Rob Zombie and Sheri Moon Zombie arrive at the 5th Annual Revolver Golden Gods Award Show at Club Nokia on May 2, 2013 in Los Angeles, Calif. Frazer Harrison/Getty Images via CBS Connecticut

(CBS) HARTFORD, Conn. - The noise is too much for Rob Zombie, rock musician and maker of horror films, so he and his wife want officials to do something about a skate park that recently opened near their home in restful Woodbury, Conn.

According to CBS Connecticut, First Selectman Gerald Stomski said the town is responding to the complaint from Mr. and Mrs. Zombie as it would for any resident.

"We do know the Zombies, on a side note, and they are just normal people like anyone else in our town," Stomski said.

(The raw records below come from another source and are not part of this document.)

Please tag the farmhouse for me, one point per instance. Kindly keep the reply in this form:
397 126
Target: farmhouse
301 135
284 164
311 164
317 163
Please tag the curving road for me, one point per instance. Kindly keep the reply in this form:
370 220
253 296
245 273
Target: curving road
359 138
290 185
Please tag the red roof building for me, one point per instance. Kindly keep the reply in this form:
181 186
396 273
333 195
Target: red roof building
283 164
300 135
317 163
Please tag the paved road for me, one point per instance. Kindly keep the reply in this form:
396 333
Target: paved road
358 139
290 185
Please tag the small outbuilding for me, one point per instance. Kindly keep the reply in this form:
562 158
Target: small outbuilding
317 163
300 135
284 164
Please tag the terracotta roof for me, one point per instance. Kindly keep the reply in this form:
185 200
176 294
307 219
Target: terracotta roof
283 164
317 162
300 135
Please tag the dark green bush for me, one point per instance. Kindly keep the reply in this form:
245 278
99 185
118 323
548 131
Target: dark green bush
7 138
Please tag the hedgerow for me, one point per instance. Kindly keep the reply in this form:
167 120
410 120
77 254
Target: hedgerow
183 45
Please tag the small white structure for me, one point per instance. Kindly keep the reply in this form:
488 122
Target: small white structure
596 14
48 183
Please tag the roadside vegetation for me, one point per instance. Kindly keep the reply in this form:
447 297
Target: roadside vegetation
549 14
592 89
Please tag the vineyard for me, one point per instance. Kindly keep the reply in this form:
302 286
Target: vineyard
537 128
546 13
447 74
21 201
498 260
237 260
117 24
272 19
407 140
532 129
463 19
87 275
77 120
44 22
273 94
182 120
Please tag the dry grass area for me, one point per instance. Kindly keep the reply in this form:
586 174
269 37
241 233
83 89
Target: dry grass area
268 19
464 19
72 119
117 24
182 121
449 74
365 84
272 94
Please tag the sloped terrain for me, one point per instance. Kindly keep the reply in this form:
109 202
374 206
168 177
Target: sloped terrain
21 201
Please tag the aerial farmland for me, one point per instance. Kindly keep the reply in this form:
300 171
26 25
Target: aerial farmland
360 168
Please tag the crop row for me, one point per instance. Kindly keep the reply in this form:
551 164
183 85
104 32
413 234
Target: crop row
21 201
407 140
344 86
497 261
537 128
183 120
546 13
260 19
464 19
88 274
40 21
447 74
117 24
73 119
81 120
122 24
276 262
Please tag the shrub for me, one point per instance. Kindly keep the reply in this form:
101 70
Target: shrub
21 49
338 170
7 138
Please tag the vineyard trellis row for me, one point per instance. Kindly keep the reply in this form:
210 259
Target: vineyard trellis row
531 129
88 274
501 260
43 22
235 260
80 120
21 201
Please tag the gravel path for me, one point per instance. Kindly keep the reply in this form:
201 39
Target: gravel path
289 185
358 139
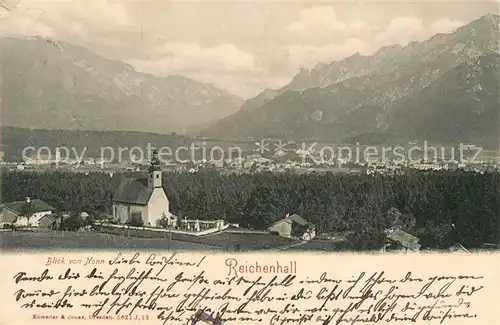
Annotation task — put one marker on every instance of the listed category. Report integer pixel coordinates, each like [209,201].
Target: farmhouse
[144,198]
[293,225]
[26,213]
[400,240]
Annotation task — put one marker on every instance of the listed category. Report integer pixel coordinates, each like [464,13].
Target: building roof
[36,206]
[407,240]
[298,219]
[294,218]
[133,191]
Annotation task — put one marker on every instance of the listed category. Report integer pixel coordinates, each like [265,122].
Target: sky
[244,47]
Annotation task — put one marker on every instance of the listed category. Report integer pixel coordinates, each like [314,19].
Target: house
[26,213]
[48,221]
[293,225]
[144,198]
[398,239]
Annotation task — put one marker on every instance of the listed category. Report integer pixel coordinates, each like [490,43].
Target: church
[145,198]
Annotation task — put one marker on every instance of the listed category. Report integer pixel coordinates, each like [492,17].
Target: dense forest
[441,207]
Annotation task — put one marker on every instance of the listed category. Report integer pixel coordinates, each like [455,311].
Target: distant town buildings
[28,213]
[293,226]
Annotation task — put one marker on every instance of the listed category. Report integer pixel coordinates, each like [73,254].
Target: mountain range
[50,84]
[443,89]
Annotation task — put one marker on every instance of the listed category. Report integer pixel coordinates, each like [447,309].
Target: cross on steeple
[155,162]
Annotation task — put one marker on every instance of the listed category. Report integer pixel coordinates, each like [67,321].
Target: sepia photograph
[249,126]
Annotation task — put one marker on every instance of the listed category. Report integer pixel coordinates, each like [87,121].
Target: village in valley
[141,211]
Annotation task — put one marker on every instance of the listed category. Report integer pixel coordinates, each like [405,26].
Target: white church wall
[158,205]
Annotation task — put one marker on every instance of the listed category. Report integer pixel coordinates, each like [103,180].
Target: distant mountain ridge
[51,84]
[378,94]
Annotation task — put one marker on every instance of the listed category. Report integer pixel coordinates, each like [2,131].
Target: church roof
[133,191]
[36,206]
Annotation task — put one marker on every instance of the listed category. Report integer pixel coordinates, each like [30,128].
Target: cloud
[402,30]
[317,19]
[287,60]
[445,25]
[190,57]
[66,19]
[321,23]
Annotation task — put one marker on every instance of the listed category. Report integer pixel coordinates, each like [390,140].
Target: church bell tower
[155,171]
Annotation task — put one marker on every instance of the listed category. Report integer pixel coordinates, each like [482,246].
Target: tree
[27,212]
[163,222]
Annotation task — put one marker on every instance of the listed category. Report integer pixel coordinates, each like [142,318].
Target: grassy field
[57,240]
[223,240]
[124,239]
[320,246]
[247,241]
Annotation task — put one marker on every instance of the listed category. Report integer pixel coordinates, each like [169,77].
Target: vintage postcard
[249,162]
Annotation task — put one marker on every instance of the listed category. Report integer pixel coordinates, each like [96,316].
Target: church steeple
[155,171]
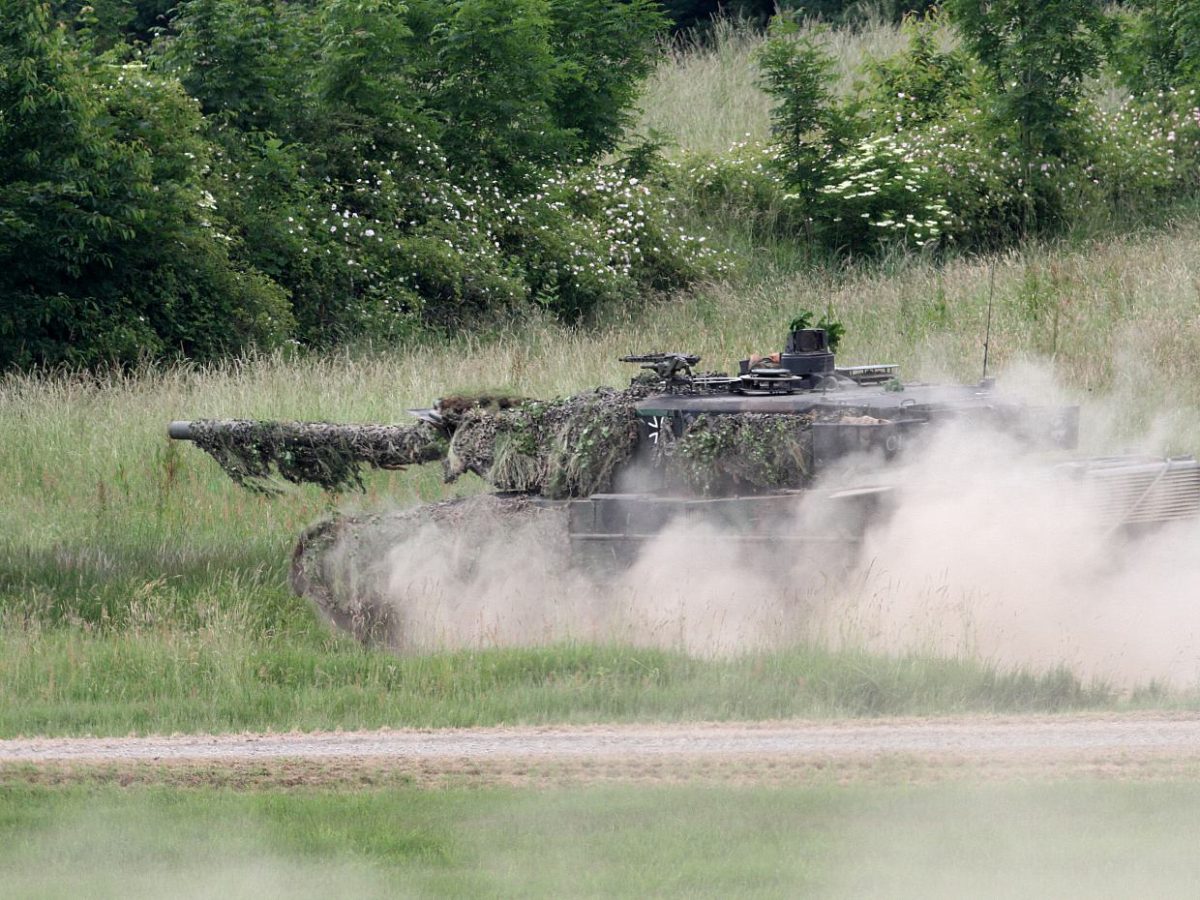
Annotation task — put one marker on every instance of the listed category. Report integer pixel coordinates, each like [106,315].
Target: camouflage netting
[742,450]
[558,449]
[313,453]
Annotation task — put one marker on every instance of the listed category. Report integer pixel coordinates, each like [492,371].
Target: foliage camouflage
[313,453]
[556,449]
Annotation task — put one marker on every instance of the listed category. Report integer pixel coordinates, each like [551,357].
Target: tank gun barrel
[327,454]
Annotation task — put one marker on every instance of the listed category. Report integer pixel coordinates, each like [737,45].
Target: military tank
[785,456]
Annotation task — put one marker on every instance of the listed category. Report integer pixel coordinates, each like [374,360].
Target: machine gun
[675,369]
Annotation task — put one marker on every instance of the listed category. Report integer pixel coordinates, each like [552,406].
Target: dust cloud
[987,555]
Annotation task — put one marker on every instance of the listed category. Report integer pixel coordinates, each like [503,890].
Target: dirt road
[1131,745]
[1043,736]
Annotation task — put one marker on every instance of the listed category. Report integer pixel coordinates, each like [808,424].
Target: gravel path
[1120,736]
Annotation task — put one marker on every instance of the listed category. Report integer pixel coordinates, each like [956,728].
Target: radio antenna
[987,336]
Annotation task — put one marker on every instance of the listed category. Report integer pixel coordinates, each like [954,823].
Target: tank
[789,455]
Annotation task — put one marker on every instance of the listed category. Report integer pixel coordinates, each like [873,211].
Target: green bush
[111,247]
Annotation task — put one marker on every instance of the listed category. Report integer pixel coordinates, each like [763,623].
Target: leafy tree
[606,51]
[811,130]
[109,247]
[1037,54]
[1161,46]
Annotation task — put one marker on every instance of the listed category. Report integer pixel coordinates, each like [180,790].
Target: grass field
[1068,839]
[142,591]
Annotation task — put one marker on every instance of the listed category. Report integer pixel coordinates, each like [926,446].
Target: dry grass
[705,97]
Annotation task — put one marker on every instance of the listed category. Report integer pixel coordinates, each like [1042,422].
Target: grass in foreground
[142,591]
[1071,839]
[67,683]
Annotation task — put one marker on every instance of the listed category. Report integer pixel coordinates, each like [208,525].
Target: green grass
[141,589]
[64,682]
[1043,839]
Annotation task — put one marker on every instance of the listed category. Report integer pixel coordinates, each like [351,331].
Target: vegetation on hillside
[196,181]
[262,175]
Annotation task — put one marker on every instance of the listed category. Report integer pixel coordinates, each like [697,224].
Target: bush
[111,246]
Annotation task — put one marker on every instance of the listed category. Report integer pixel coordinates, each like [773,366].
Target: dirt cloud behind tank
[720,509]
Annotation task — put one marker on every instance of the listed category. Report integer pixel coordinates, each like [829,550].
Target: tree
[108,247]
[809,126]
[1038,54]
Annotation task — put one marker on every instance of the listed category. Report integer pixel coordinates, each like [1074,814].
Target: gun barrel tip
[180,431]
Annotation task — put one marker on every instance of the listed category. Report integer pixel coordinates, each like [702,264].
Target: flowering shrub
[412,243]
[887,190]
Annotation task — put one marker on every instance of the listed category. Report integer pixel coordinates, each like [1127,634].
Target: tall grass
[141,589]
[706,96]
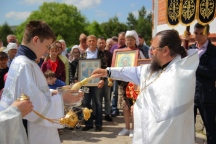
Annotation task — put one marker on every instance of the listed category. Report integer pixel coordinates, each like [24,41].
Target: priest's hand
[72,96]
[25,106]
[100,73]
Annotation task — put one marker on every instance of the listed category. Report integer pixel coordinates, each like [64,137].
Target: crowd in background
[60,67]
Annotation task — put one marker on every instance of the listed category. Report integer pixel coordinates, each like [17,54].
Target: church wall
[159,22]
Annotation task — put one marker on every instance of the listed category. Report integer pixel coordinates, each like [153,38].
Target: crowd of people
[172,87]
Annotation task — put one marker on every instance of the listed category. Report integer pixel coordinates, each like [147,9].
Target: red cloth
[53,65]
[60,72]
[130,92]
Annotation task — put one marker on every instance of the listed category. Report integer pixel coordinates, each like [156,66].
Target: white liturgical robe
[25,76]
[11,127]
[163,112]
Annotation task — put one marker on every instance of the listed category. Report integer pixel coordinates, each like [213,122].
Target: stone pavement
[109,135]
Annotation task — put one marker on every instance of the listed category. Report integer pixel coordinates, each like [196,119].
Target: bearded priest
[163,111]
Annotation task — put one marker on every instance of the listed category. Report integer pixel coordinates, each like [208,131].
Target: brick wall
[161,20]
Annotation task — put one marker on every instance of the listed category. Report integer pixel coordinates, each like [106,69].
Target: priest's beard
[155,66]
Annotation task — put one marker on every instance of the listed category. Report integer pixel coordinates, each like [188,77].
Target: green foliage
[5,30]
[95,29]
[68,23]
[142,24]
[113,27]
[65,20]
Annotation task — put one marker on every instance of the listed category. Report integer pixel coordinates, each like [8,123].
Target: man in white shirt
[163,111]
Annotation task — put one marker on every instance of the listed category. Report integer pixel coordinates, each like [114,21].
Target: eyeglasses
[152,48]
[75,52]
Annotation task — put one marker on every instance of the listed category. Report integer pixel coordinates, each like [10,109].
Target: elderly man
[205,100]
[163,112]
[11,39]
[11,50]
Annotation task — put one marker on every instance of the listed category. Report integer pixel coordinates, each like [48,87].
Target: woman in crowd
[73,61]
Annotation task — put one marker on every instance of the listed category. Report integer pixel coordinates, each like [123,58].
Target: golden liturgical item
[70,119]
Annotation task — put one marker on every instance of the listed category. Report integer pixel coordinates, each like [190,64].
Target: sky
[14,12]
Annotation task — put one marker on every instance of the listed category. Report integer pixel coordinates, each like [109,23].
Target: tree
[65,20]
[113,27]
[5,30]
[142,24]
[95,29]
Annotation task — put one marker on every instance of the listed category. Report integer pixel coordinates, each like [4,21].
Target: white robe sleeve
[11,127]
[128,74]
[27,78]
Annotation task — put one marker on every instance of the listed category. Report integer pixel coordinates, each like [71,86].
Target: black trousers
[208,114]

About 10,000 people live in the well-to-do small town nestled in Litchfield Hills, known for antiquing.

The town is looking into moving the skate park, which opened in April, but first it's trying to muffle the noise by enclosing the sides of the metal skate ramps, stuffing the jumps with Styrofoam and putting up soundproofing fabric on a fence, said Stomski, according to CBS Connecticut.

Park hours were already reduced and the venue is closed on Sundays.

Zombie, 48, began his career with the '80s shock-rock band White Zombie and has reinvented himself as a contemporary horror film master with "House of 1000 Corpses," its sequel, "The Devil's Rejects," and the recently released "The Lords of Salem."

The station reported that he wrote on Facebook last week that he and his wife are trying to resolve the situation.

"Some really crazy articles have popped up making claims about 'hating skaters' and 'hating children,'" he wrote. "There is a simple matter going on in which we are trying to find a solution that will make EVERYBODY happy."

Stomski said the Zombies were the first to complain about the park, but two other neighbors have since complained.

According to CBS Connecticut, the skate park was opened after two decades of planning at a cost of $53,000, covered partly by the town and partly by fundraising by children and their parents, Stomski said.